ET SI L’ON PARLAIT UN PEU DE « LA FAMILLE »…
Famille. Ah « LA FAMILLE » ! Parlons-en donc, parlons-en un peu. Avec AMOUR et même dévotion si l’on veut. Mais sans langue de bois ni fioritures. Surtout sans HYPOCRISIE ni pudibonderie.
« LA FAMILLE » ?
« La famille c’est sacrée », «La famille avant tout », « La famille d’abord », « la famille, c’est notre premier et dernier refuge », « la famille, c’est notre forteresse » « la famille c’est la chose la plus importante au monde », « la famille c’est notre unique secours dans l’épreuve et la douleur », « Si le monde nous abandonne, la famille ne nous abandonnera jamais », « s’il peut arriver que tout le monde nous trahisse, la famille, elle, nous protège toujours quoiqu’il advienne », « la famille, c’est ce qui reste quand on n’as plus rien», « la famille c’est ci, la famille c’est ça » …et patati et patata.
Soit.
Que de discours élogieux et de formules dithyrambiques n’entend-on donc pas ! Que de superlatifs doucereux, d’expressions gracieuses et bienveillantes, dès lors qu’il s’agit de « LA FAMILLE » ! Et tout le monde y croit. Et chacun y va gaiement de sa petite chanson naïve…jusqu’au jour où survient la fausse note. Et elle survient si souvent cette fausse note. Celle de l’odieuse trahison et de la désillusion fatale. Celle du triple reniement de Pierre précédé du baiser de Judas. Celle de la perversité d’une détestation hypocrite longtemps entretenue et qui finit par s’éclater.
Du coup, lorsque j’entends le mot « FAMILLE », je sors mon revolver !
Chut ! De grâce, ne vous échappez pas. Et que chacun se rassure, et que tout le tout le monde comprenne : ce n’est point pour tirer que j’ai dégainé. C’est Simplement pour me protéger de « LA FAMILLE ». « LA FAMILLE », cette entité si noble, si innocente mais malheureusement si vulnérable, que certains de ses membres parviennent à la manipuler tel un couteau à double tranchant, ne laissant à d’autres membres nul autre choix que celui de s’entourer de précautions, d’être en permanence sur leur garde, et même de devenir méfiant au point de se replier dans leur dernier retranchement. Voyez-vous donc ? Quand je dis « lorsque j’entends le mot Famille, je sors mon revolver », je ne suis pas pour autant subitement devenu fou.
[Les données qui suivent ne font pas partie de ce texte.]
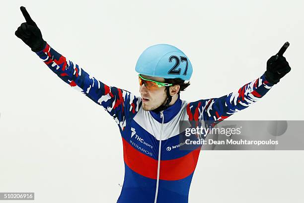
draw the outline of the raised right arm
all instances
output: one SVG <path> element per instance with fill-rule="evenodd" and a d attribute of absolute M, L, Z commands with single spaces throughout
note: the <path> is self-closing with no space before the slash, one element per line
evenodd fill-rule
<path fill-rule="evenodd" d="M 141 99 L 124 90 L 104 84 L 77 64 L 67 60 L 43 40 L 40 30 L 25 8 L 21 6 L 20 10 L 26 22 L 18 27 L 15 35 L 62 80 L 103 106 L 123 130 L 128 121 L 138 111 Z"/>

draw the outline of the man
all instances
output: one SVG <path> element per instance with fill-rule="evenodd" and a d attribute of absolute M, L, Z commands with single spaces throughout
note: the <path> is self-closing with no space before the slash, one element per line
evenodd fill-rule
<path fill-rule="evenodd" d="M 259 78 L 219 98 L 187 102 L 180 92 L 190 84 L 192 66 L 180 50 L 157 44 L 141 55 L 136 70 L 140 93 L 108 86 L 55 51 L 43 40 L 25 8 L 26 22 L 15 34 L 71 86 L 102 106 L 122 135 L 125 178 L 118 203 L 187 203 L 201 145 L 180 150 L 180 120 L 211 121 L 212 126 L 254 103 L 291 70 L 283 54 L 288 43 L 267 63 Z"/>

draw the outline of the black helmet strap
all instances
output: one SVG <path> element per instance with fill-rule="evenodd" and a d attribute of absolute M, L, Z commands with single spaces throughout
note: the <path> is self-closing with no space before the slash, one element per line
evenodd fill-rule
<path fill-rule="evenodd" d="M 168 99 L 167 102 L 164 105 L 161 105 L 154 110 L 152 110 L 152 111 L 155 113 L 158 113 L 162 110 L 165 110 L 169 107 L 169 104 L 172 101 L 172 96 L 170 95 L 170 88 L 168 86 L 166 86 L 166 92 L 167 94 L 167 97 Z"/>

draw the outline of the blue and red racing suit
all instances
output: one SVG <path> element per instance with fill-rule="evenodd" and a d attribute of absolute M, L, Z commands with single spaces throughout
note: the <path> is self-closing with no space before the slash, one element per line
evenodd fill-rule
<path fill-rule="evenodd" d="M 187 102 L 179 96 L 174 104 L 155 113 L 143 110 L 140 97 L 102 83 L 48 44 L 36 54 L 62 80 L 102 106 L 117 123 L 125 163 L 118 203 L 187 203 L 200 146 L 178 149 L 179 121 L 217 123 L 256 102 L 274 85 L 263 74 L 219 98 Z"/>

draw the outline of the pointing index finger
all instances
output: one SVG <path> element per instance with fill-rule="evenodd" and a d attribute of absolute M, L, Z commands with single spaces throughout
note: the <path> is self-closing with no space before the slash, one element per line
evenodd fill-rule
<path fill-rule="evenodd" d="M 280 51 L 277 54 L 278 56 L 283 56 L 283 54 L 289 46 L 289 42 L 286 42 L 284 45 L 280 49 Z"/>
<path fill-rule="evenodd" d="M 28 14 L 26 9 L 25 9 L 25 7 L 24 6 L 21 6 L 20 7 L 20 9 L 22 12 L 22 14 L 23 15 L 23 16 L 24 16 L 24 18 L 25 18 L 26 22 L 29 25 L 34 25 L 35 22 L 31 18 L 31 16 L 30 16 L 29 14 Z"/>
Et quand bien même je le serais devenu, ce n’est point à la manière de ce cinglé d’Herman Goering et son groupe d’officiers nazis qui, en la travestissant, ont contribué paradoxalement, à rendre aussi célèbre que rébarbative la fameuse citation de l’écrivain et dramaturge allemand Hanns Johst : Lorsque j’entends le mot « Culture », je sors mon revolver !
Mais passons. Commençons par le commencement. C’est –à-dire par cette question simple : qu’est-ce donc pour vous « LA FAMILLE » et ce qu’elle représente? Je pressens qu’ici commencent également toutes les difficultés, tous les problèmes. Car chaque fois qu’on veut parler de « LA FAMILLE », tout essai de définition, ou plutôt la moindre tentative pour circonscrire « LA FAMILLE », ainsi que les explications subsidiaires qui s’ensuivent, varient systématiquement d’un individu à l’autre. Du conservateur à l’iconoclaste, de celui qui a son expérience de « LA FAMILLE » à l’autre qui a « bénéficié » de l’expérience contraire ; de celui qui clame en public une chose et avoue une autre en privé ; de celui qui dit n’importe quoi pour plaire aux autres ou faire comme tout le monde, fut-il en désaccord profond avec lui-même ; de tous ces individus dis-je, l’on en arrive à remplir un sac plein de tout et son contraire. Et voilà ! Nous nous perdons tous en conjectures. Fatalement. Qu’à cela ne tienne.
À la vérité, il en est de « LA FAMILLE », comme du TEMPS selon Saint Augustin : « Si personne ne me le demande, je le sais bien ; mais si on me le demande, et que j’entreprenne de l’expliquer, je trouve que je l’ignore. »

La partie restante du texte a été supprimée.